I realized this gap acutely when building and running NanoClaw, the agent system I operate daily. The structured memory files work great for knowing that a user prefers dark mode, or that a project uses pnpm, or that the deployment target is Vercel. But when a user says “last time we talked about the billing integration, you suggested a different approach, what was that?”, semantic memory has nothing to offer. The fact got extracted and stored, maybe. But the context around it, the conversation that led to it, the alternatives that were considered and discarded, the reason for the decision, all of that is gone.
That is episodic memory. And it is the part of the memory stack that agent systems are worst at.
What episodic memory actually means
In cognitive science, Endel Tulving drew a distinction in 1972 between two types of long-term memory. Semantic memory is your store of general knowledge: the capital of France is Paris, water boils at 100 degrees Celsius, the user’s deployment pipeline uses GitHub Actions. It is context-independent. The fact stands on its own.
Episodic memory is different. It is your ability to recall specific events from your past: what happened, when it happened, in what order, and what you were thinking at the time. It is autobiographical. The knowledge is tied to a specific episode, a particular moment in your experience, and it carries the context of that moment with it.

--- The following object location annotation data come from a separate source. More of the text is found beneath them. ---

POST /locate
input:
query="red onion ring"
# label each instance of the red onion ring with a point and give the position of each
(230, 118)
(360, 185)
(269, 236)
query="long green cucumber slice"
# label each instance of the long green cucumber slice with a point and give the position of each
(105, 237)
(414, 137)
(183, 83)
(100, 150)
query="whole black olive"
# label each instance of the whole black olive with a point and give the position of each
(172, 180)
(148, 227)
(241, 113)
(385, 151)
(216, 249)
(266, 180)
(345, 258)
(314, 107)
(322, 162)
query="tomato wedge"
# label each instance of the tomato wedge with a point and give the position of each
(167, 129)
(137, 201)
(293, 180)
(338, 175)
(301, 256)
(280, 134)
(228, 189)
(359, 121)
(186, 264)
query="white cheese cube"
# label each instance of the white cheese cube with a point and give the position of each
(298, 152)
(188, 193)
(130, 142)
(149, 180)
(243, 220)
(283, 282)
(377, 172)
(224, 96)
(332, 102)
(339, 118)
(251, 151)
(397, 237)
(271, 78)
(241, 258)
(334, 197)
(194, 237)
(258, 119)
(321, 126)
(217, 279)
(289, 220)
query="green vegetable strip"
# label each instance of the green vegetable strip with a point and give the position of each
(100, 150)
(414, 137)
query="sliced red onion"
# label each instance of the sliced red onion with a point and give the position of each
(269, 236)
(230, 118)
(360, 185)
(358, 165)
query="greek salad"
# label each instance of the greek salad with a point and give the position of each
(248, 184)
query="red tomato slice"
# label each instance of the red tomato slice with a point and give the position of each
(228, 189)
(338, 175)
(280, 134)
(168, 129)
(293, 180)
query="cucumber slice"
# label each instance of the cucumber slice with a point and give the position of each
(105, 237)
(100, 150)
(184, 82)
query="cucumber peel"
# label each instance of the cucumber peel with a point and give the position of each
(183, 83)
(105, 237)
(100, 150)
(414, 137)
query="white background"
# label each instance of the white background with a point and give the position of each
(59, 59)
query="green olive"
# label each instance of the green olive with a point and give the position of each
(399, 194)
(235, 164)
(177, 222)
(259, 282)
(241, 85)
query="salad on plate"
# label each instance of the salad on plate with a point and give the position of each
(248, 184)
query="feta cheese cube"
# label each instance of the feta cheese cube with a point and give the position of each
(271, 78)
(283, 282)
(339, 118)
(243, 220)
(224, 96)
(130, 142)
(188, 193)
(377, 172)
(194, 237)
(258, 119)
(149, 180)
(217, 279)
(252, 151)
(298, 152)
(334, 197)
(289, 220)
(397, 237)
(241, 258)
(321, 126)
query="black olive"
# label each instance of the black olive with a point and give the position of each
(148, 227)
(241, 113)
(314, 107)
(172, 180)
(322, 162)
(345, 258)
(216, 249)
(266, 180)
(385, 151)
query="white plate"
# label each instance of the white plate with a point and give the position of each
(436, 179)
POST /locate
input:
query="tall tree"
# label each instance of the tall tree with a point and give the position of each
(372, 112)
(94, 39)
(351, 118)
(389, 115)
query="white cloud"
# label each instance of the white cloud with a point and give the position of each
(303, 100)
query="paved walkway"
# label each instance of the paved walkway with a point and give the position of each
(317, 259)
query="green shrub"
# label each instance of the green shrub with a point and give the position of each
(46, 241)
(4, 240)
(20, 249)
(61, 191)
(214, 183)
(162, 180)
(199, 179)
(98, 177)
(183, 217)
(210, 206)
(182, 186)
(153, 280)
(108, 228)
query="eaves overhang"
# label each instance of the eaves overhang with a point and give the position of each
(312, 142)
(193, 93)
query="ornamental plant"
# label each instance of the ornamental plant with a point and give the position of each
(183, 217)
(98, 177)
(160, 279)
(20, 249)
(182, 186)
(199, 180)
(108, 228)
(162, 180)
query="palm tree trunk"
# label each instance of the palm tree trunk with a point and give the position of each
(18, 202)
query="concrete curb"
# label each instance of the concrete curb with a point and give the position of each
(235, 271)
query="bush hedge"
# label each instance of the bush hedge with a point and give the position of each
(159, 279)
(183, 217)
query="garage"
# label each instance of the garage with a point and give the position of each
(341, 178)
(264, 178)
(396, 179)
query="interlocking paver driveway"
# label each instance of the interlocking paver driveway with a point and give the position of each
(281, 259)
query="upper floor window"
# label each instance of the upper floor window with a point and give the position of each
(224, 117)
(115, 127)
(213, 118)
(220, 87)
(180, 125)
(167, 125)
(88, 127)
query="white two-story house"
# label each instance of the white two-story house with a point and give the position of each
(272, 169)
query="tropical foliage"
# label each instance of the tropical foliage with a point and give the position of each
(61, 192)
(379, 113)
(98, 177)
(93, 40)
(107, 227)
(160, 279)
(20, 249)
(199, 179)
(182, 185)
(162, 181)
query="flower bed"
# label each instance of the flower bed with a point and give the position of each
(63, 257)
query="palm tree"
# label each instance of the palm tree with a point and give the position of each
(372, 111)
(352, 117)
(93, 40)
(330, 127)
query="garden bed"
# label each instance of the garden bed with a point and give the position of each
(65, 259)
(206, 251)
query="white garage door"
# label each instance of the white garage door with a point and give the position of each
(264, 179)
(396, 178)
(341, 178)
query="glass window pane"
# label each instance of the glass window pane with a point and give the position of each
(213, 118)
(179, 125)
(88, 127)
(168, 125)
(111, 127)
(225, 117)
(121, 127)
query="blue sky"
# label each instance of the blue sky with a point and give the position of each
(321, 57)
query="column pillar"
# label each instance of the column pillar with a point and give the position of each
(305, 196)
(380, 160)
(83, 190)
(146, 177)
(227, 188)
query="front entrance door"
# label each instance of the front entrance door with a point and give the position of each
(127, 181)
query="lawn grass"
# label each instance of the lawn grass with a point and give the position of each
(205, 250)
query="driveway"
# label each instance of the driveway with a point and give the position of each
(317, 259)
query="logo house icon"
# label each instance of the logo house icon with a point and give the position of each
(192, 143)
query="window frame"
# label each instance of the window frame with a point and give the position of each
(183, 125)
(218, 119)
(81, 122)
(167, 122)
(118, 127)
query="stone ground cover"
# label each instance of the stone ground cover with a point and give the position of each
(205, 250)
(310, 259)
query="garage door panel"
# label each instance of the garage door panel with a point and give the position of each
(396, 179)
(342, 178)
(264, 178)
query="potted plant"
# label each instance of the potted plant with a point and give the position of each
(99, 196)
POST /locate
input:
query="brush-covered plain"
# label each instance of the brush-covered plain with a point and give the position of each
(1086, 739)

The distinction matters because these two types of memory serve different functions. Semantic memory lets you answer “what do I know?” Episodic memory lets you answer “what happened?” and, critically, “why did we do it that way?” The second question is where most of the real value lives for agents that operate over time.
When a user comes back to a project after two weeks and asks “why is the auth middleware structured this way?”, they are not asking for a fact. They can read the code. They are asking for the episode: the conversation where the tradeoffs were discussed, the alternative that was tried and failed, the constraint that drove the decision. That context is what makes the knowledge actionable.
How agent systems handle memory today
Look at how most agent memory systems are built and you see a strong semantic bias. CLAUDE.md files, which Claude Code and many other agents use, are pure semantic memory. Structured facts, project instructions, coding conventions. They are excellent for what they do, but they cannot capture “what happened.”
Vector stores and knowledge graphs lean the same way. When an agent extracts a memory from a conversation, the extraction pipeline typically strips away the conversational context and stores a distilled fact. The user prefers JSON over YAML. The project uses TypeScript strict mode. The database is PostgreSQL. These are useful facts, but they have been removed from the episode that produced them.
Even systems designed to capture session history, like claude-mem which we covered in this series, tend to compress tool calls into structured observations. A session summary might note that jose was chosen over jsonwebtoken for Edge compatibility. That is a fact. The back-and-forth that led to that choice, the specific error messages that prompted the investigation, the moment when someone said “wait, what about V8 isolates?”, that is an episode, and it gets compressed away.
This is not a criticism of these systems. Semantic memory is the right tool for many jobs. The problem is that it is treated as the only tool, and episodic memory is left as an afterthought or ignored entirely.
What episodic memory gives you that semantic memory cannot
There are several capabilities that only episodic memory provides.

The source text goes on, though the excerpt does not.